[confidential-extension/appplication] A private escrow protocol with confidential extension

[samkim-crypto]

Suppose Alice holds tokens A in a confidential extension (CE) and Bob holds tokens B also in a CE. The two parties wish to swap the two assets using an escrow.

With the token-2022 abstractions that we have, this could be done similarly to a regular (non-confidential) escrow.

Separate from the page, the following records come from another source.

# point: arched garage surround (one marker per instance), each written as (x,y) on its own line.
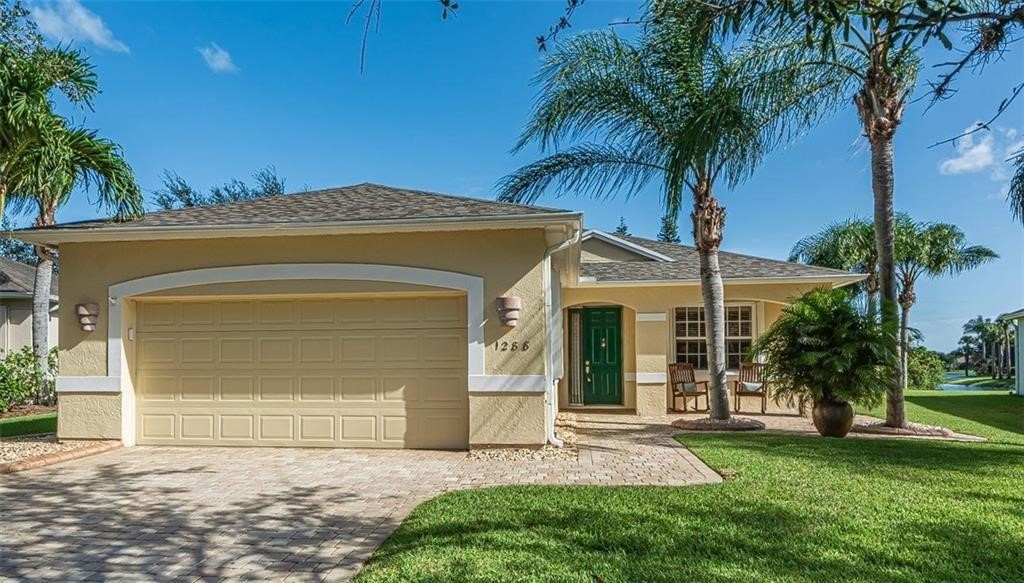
(117,365)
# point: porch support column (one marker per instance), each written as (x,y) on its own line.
(652,362)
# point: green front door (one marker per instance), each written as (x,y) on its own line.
(602,356)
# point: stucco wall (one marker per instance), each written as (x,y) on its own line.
(651,341)
(89,416)
(506,419)
(509,261)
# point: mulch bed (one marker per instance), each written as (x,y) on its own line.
(880,428)
(709,424)
(28,453)
(23,410)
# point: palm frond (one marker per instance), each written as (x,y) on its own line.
(588,169)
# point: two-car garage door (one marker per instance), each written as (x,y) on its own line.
(386,372)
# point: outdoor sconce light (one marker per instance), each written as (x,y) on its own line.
(87,314)
(508,308)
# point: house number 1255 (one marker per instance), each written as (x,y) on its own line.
(511,346)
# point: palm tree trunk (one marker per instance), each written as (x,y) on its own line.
(41,319)
(709,221)
(904,345)
(882,184)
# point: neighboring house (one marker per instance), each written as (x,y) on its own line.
(1016,319)
(16,283)
(377,317)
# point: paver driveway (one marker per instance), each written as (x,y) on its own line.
(187,513)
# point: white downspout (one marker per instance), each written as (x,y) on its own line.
(551,390)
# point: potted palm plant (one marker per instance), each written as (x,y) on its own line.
(826,349)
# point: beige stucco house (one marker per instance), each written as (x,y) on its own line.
(377,317)
(16,283)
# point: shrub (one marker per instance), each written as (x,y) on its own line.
(925,369)
(823,347)
(20,379)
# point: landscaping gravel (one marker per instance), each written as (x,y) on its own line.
(16,449)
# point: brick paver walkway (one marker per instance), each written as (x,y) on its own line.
(190,513)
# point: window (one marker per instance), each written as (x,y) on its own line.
(691,345)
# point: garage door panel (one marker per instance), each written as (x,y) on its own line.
(246,379)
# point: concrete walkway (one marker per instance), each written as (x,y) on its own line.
(189,513)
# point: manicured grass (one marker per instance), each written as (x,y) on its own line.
(991,414)
(29,424)
(985,381)
(793,509)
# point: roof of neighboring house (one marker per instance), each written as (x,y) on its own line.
(18,278)
(685,265)
(365,202)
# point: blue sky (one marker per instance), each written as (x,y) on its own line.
(217,90)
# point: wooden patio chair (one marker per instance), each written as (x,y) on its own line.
(685,384)
(752,382)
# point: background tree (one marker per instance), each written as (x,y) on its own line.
(177,193)
(622,230)
(675,108)
(847,245)
(30,76)
(13,249)
(60,161)
(932,250)
(670,230)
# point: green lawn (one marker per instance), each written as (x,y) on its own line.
(985,381)
(792,509)
(991,414)
(29,424)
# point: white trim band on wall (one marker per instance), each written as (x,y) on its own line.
(88,384)
(651,378)
(506,383)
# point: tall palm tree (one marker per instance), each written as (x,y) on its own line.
(932,250)
(46,174)
(674,108)
(879,50)
(845,245)
(29,78)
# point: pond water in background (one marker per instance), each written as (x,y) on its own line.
(945,386)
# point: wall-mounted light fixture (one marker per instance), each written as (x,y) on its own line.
(87,314)
(508,308)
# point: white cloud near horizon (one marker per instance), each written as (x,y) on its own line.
(69,21)
(218,59)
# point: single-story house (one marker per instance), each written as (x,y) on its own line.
(16,282)
(371,316)
(1016,319)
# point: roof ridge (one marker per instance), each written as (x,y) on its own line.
(733,253)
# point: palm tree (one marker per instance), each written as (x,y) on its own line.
(673,108)
(933,250)
(29,77)
(847,245)
(872,44)
(46,174)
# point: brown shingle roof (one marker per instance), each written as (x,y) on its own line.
(16,277)
(355,203)
(686,265)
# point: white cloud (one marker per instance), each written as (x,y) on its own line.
(67,21)
(972,155)
(218,59)
(986,151)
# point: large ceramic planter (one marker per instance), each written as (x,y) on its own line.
(833,419)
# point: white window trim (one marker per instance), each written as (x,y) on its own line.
(757,316)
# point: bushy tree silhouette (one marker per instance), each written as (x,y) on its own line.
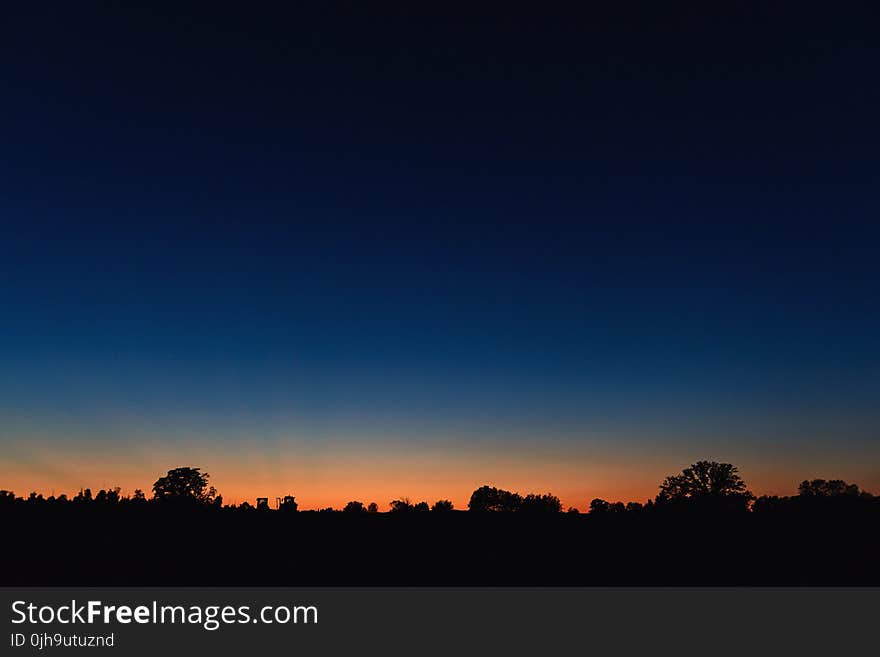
(402,505)
(709,484)
(184,485)
(827,488)
(547,503)
(489,498)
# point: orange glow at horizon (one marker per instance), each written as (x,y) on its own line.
(319,480)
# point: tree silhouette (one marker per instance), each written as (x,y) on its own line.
(489,498)
(707,482)
(402,505)
(827,488)
(184,485)
(548,503)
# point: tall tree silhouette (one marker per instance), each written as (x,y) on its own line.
(489,498)
(827,488)
(184,485)
(707,482)
(533,503)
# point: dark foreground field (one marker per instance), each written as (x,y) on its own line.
(162,546)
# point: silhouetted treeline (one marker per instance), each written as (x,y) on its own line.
(703,527)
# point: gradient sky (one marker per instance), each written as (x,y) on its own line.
(352,255)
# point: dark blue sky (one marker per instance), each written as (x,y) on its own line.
(505,230)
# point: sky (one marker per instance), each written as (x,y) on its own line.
(350,253)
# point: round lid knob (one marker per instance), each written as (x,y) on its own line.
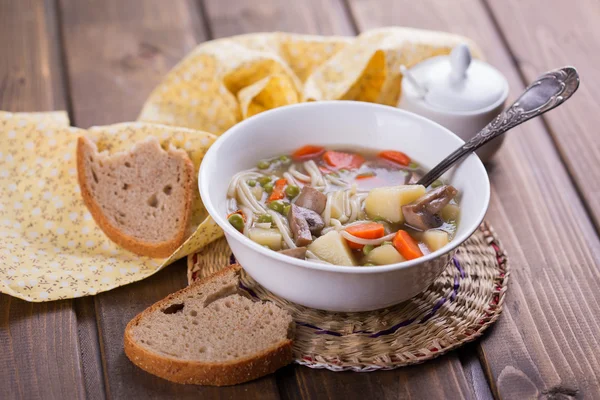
(456,82)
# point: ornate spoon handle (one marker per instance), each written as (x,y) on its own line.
(547,92)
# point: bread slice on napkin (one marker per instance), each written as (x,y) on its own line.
(140,198)
(208,334)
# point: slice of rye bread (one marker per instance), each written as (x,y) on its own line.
(209,334)
(141,198)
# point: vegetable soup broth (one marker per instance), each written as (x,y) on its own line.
(338,186)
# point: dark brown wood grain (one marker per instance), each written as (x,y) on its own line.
(544,344)
(39,349)
(116,52)
(544,36)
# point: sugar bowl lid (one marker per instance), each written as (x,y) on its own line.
(455,83)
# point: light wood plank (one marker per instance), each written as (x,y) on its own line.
(544,35)
(544,343)
(116,53)
(430,380)
(39,348)
(234,17)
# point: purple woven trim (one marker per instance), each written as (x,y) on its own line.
(392,329)
(458,267)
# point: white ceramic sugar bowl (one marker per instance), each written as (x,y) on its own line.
(456,92)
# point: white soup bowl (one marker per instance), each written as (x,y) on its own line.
(339,124)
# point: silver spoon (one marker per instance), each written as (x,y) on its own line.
(547,92)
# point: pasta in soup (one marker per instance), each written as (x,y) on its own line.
(343,207)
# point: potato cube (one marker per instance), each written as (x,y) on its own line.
(450,213)
(383,255)
(435,239)
(266,237)
(337,204)
(333,248)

1. Alice creates an escrow account and initializes it with an encryption (under Bob's public key) of the expected number of B tokens that she expects from Bob.
2. Alice creates a temporary CE account (encryption pubkey set to Bob's), transfers her A tokens to this account, and then changes the owner to the escrow PDA
3. Bob decrypts the expected amount in the escrow account and Alice's temporary CE account and makes sure that this is the number that he expects from the swap.
4. Bob creates a tempoary CE account, transfers his B tokens to this account, and then changes the owner to the escrow PDA account. In addition, it submits a zkp certifying that this amount is equivalent to the amount specified in the escrow account.
5. If the zkp checks out, the escrow account initiates the transfers: A tokens to Bob's account and B tokens to Alice's account.

Currently, applications like this cannot be built for two reasons:

• The zkps that are needed for these type of applications (like in step 4 above) already exists in the zk-token-sdk, but they are grouped under token specific instructions like VerifyTransfer or VerifyWithdraw. Exposing these individual zkps in the zk-token-sdk like EqualityProof, ValidityProof, and RangeProof as separate instructions in the zk token verification program would allow people to incorporate these instructions to build custom applications like an escrow.
• A PDA does not have access to an ElGamal private key to generate a zkp needed in a confidential transfer. Therefore, step 5 above is not possible as a PDA cannot initiate a CPI call by itself.

A separate issue will be created to address the two points above.